KKTC'de kritik dönem! tv100'e özel KKTC Cumhurbaşkanı Ersin Tatar'dan dikkat çeken açıklamalar: Türkiye askerini çekerse vay bizim halimize
tv100’de yayınlanan Başak Şengül ile Doğru Yorum programında KKTC Cumhurbaşkanı Ersin Tatar, tv100 Dış Haberler Müdürü Ahmet Yeşiltepe’nin sorularını yanıtladı. tv100’e özel konuşan KKTC Cumhurbaşkanı Tatar, ''KKTC'de bir değişiklik olursa Türkiye'nin garantörlüğünde, Türkiye onaylarsa olur. Türkiye'nin onaylamadığı bir şeyi Rum ve Yunanlılar, bizim buradakiler istedikleri kadar tartışsınlar, güçleri yetmez'' dedi.
This browser does not support the video element.
19 Ekim Pazar günü KKTC, Cumhurbaşkanı seçimi için sandık başında olacak. tv100 Dış Haberler Müdürü Ahmet Yeşiltepe KKTC’yi gitti. Başak Şengül ile Doğru Yorum programına konuk olan KKTC Cumhurbaşkanı Ersin Tatar, tv100’e özel tv100 Dış Haberler Müdürü Yeşiltepe’ye konuştu.
KKTC Cumhurbaşkanı Ersin Tatar, tv100'e özel şunları açıkladı:
''1963'ten bu yana Kıbrıs'ta iki ayrı devlet var. Diğeri tanınmış çünkü Kıbrıs Cumhuriyeti'ni gasp etmiş, Dünya da onu tanıyor. Bizi, Türkler'i silah zoruyla dışarı attılar ve umutları Türklerin kaçıp, göç etmesiydi. Olduğu gibi burası Yunanistan'ın bir parçası olacak. Ege Adası, Rodos, Girit... Bu da 13. ada. Burayı da 'Ele geçiririz' deyip bütün denizleri işgal ettikleri hayal dünyasında, Türkiye'yi kuşatarak bir Yunanistan olacak diye bir oyun oynadılar.
''TÜRKİYE HEP YANIMIZDA OLDU''
Biz direndik. Her türlü saldırı karşısında ve Türkiye'nin de desteğiyle direndik. Hala burada ambargo var. 1963'ten beri ambargo altında olan bir Kıbrıs Türkü var. Hep yanımızda Türkiye oldu. Böylece Kıbrıs Türk'ü bağımsızlığına kavuştu. Çizilen sınırlarla Kuzey Kıbrıs Türk Cumhuriyeti bizim vatanımız.1974'ten bu yana biz kendi bölgemizde, onlar kendi bölgelerinde.
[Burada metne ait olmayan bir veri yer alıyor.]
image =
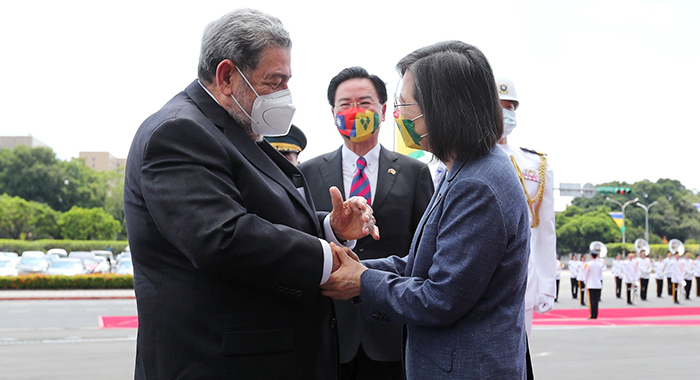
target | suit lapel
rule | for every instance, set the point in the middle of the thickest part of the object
(332, 172)
(389, 169)
(438, 196)
(246, 146)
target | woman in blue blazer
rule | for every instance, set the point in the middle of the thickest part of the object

Masaya çeşitli planlarda çözümler geldi. Hemen hemen hepsine 'evet' dedik. Sırf iyi anlaşma olsun diye.
''BİR YANLIŞ YAPTILAR VE BU YANLIŞ DEVAM ETTİRİYORLAR''
20 sene oldu. Kıbrıs Türkleri yüzde 60 'evet' dedi, onlar yüzde 76 'hayır' dedi. Bize de 'yeter ki evet deyin' dendi. En azından bu ambargoları kalkacak diye. Rumlar 'hayır' dedi mükafatlandırıldılar ve Avrupa Birliği'ne girdiler. Biz 'evet' dememize rağmen ambargoları kaldırmadılar. Bize büyük bir yanlış yaptılar ve bu yanlış devam ettiriyorlar.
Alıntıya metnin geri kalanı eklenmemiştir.